Is there a way to collapse ordered rows by terminal values with postgres window clause - Postgresql

Ethan
February 16, 2023
201 views
0 votes
2 Answers

I have a table foo:

some_fk	some_field	some_date_field
1	A	1990-01-01
1	B	1990-01-02
1	C	1990-03-01
1	X	1990-04-01
2	B	1990-01-01
2	B	1990-01-05
2	Z	1991-04-11
2	C	1992-01-01
2	B	1992-02-01
2	Y	1992-03-01
3	C	1990-01-01

some_field has 6 possible values: [A,B,C,X,Y,Z]
Where [A,B,C] signify opening or continuation events and [X,Y,Z] signify closing events. How do I get each span of time between the first opening event and closing event of each span, partitioned by some_fk, as shown in the table below:

some_fk	some_date_field_start	some_date_field_end
1	1990-01-01	1990-04-01
2	1990-01-01	1991-04-11
2	1992-01-01	1992-03-01
3	1990-01-01	NULL

*Note that a non-terminated time span ends with NULL

I do have a solution that involves 3 common table expressions, but I’m wondering if there is a (better/more elegant/canonical) way to do this in PostgreSQL without nested queries.

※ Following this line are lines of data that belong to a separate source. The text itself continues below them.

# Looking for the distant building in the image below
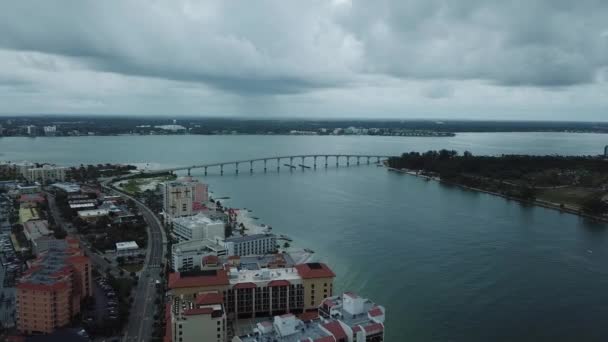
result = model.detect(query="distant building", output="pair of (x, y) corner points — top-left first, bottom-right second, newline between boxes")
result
(16, 184), (41, 195)
(43, 125), (57, 136)
(234, 292), (386, 342)
(77, 208), (110, 221)
(604, 145), (608, 158)
(51, 182), (81, 194)
(171, 239), (227, 271)
(154, 124), (186, 132)
(171, 213), (224, 242)
(26, 125), (38, 136)
(224, 233), (276, 256)
(169, 292), (227, 342)
(163, 177), (209, 223)
(115, 241), (140, 257)
(26, 165), (67, 184)
(16, 238), (92, 334)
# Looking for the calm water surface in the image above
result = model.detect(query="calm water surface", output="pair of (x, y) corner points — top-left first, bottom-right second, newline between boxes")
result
(2, 133), (608, 341)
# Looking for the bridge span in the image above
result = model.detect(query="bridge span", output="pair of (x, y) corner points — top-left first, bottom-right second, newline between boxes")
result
(143, 154), (393, 176)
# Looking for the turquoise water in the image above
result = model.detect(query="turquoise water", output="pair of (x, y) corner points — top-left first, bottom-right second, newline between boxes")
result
(2, 133), (608, 341)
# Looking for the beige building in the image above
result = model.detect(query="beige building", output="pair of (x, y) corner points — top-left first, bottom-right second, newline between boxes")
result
(170, 292), (227, 342)
(163, 177), (209, 223)
(26, 165), (67, 184)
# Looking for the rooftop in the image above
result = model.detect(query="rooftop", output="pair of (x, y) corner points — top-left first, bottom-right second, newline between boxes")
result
(23, 220), (51, 240)
(169, 269), (230, 289)
(294, 263), (336, 279)
(172, 212), (223, 228)
(18, 239), (84, 289)
(116, 241), (139, 250)
(225, 233), (276, 243)
(51, 182), (81, 193)
(77, 209), (109, 218)
(171, 292), (224, 321)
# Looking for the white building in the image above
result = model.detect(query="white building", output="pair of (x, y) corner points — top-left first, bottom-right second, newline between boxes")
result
(171, 239), (227, 271)
(77, 209), (110, 221)
(26, 165), (67, 184)
(170, 292), (227, 342)
(224, 233), (276, 256)
(171, 213), (224, 242)
(163, 177), (209, 223)
(115, 241), (140, 256)
(43, 126), (57, 136)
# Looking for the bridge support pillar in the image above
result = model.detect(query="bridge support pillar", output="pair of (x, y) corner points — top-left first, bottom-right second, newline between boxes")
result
(220, 165), (224, 175)
(314, 156), (317, 169)
(357, 156), (360, 165)
(250, 161), (253, 173)
(301, 156), (305, 169)
(235, 163), (239, 174)
(290, 157), (294, 171)
(376, 156), (380, 163)
(336, 156), (339, 167)
(347, 156), (350, 167)
(187, 168), (191, 176)
(264, 159), (267, 172)
(325, 156), (328, 168)
(367, 157), (370, 165)
(204, 167), (208, 176)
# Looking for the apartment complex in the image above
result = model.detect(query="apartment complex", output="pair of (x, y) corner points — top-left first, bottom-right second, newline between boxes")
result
(172, 213), (224, 242)
(163, 177), (209, 223)
(235, 292), (386, 342)
(171, 239), (227, 271)
(169, 292), (227, 342)
(168, 262), (335, 322)
(25, 165), (67, 184)
(16, 238), (92, 334)
(224, 234), (276, 256)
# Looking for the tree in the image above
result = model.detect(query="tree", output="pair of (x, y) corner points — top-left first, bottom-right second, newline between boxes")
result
(581, 196), (608, 215)
(283, 242), (290, 249)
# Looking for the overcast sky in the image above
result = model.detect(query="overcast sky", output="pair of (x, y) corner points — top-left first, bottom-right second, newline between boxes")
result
(0, 0), (607, 120)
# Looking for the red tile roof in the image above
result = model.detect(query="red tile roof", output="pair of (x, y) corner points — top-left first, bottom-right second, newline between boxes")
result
(168, 270), (230, 289)
(298, 311), (319, 321)
(233, 282), (257, 289)
(202, 255), (219, 265)
(295, 263), (335, 279)
(322, 298), (337, 307)
(322, 321), (347, 340)
(183, 307), (214, 315)
(268, 279), (291, 287)
(344, 291), (358, 299)
(368, 306), (383, 317)
(352, 325), (362, 333)
(364, 323), (384, 335)
(195, 292), (223, 305)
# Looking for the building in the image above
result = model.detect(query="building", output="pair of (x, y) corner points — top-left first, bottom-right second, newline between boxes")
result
(234, 292), (386, 342)
(43, 126), (57, 136)
(172, 213), (224, 242)
(168, 262), (336, 320)
(26, 165), (67, 184)
(16, 238), (92, 334)
(224, 234), (277, 256)
(16, 184), (42, 195)
(604, 145), (608, 158)
(116, 241), (140, 257)
(169, 292), (227, 342)
(77, 208), (110, 221)
(23, 220), (53, 255)
(26, 125), (38, 136)
(163, 177), (209, 223)
(19, 207), (40, 224)
(171, 239), (227, 271)
(50, 182), (81, 194)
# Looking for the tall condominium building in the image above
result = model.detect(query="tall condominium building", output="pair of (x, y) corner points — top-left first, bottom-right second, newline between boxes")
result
(26, 165), (67, 184)
(171, 213), (225, 242)
(16, 238), (92, 334)
(169, 292), (227, 342)
(224, 234), (277, 256)
(168, 262), (335, 322)
(163, 177), (209, 223)
(234, 292), (386, 342)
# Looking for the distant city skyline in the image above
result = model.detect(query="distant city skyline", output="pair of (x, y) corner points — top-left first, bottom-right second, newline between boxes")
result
(0, 1), (607, 120)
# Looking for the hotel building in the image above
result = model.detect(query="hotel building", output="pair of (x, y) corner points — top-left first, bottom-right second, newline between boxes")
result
(169, 291), (227, 342)
(224, 234), (277, 256)
(25, 165), (67, 184)
(171, 213), (225, 242)
(16, 238), (92, 334)
(171, 239), (227, 271)
(163, 177), (209, 223)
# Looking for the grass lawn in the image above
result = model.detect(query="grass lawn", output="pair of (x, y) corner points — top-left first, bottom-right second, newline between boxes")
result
(537, 187), (605, 208)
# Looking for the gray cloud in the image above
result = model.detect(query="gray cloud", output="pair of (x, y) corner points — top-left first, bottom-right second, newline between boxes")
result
(0, 0), (606, 118)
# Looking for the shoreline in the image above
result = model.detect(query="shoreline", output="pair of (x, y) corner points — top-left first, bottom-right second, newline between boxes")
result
(388, 167), (608, 223)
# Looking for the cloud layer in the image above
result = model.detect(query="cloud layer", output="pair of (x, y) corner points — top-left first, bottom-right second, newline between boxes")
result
(0, 0), (607, 119)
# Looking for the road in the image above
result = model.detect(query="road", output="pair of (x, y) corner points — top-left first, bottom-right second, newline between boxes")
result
(101, 183), (167, 342)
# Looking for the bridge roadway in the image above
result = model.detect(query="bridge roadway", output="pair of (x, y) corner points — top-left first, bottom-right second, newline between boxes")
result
(141, 154), (393, 175)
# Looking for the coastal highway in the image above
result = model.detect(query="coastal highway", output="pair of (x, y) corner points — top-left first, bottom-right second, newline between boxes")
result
(100, 182), (166, 342)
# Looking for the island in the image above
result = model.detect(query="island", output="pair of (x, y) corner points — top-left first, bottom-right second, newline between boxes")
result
(387, 150), (608, 220)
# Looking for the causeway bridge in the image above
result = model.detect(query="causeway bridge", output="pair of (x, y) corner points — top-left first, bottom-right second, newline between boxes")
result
(143, 154), (393, 176)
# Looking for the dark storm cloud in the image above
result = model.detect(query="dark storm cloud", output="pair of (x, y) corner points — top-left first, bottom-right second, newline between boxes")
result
(0, 0), (606, 96)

My approach was something like:

WITH ranked AS (
  SELECT
    RANK() OVER (PARTITION BY some_fk ORDER BY some_date_field) AS "rank"
    some_fk,
    some_field,
    some_date_field
  FROM foo    
), openers AS (
  SELECT * FROM ranked WHERE some_field IN ('A','B','C')
), closers AS (
  SELECT
    *,
    LAG("rank") OVER (PARTITION BY some_fk ORDER BY "rank") AS rank_lag
  FROM ranked WHERE some_field IN ('X','Y','Z')
)
SELECT DISTINCT
  openers.some_fk,
  FIRST_VALUE(openers.some_date_field) OVER (PARTITION BY some_fk ORDER BY "rank")
    AS some_date_field_start,
  closers.some_date_field AS some_date_field_end
FROM openers
JOIN closers
  ON openers.some_fk = closers.some_fk
WHERE openers.some_date_field BETWEEN COALESCE(closers.rank_lag, 0) AND closers.rank

… but I feel there must be a better way.

Thanks in advance for the help.

Answers

The basis of the query is to use LAG to determine if the previous record was a closure.

SELECT *,
LAG(some_field) OVER (PARTITION BY some_fk ORDER BY some_date_field) Previous_some_field
FROM foo

This allows you to filter on the correct 4 records from your expected results, with the first 2 columns included; your mistake was to put the WHERE clause onto that query directly, when what you want to do is use it as is in a sub-query and write the WHERE in the main query.
From that point, you have several possibilities to finish the query.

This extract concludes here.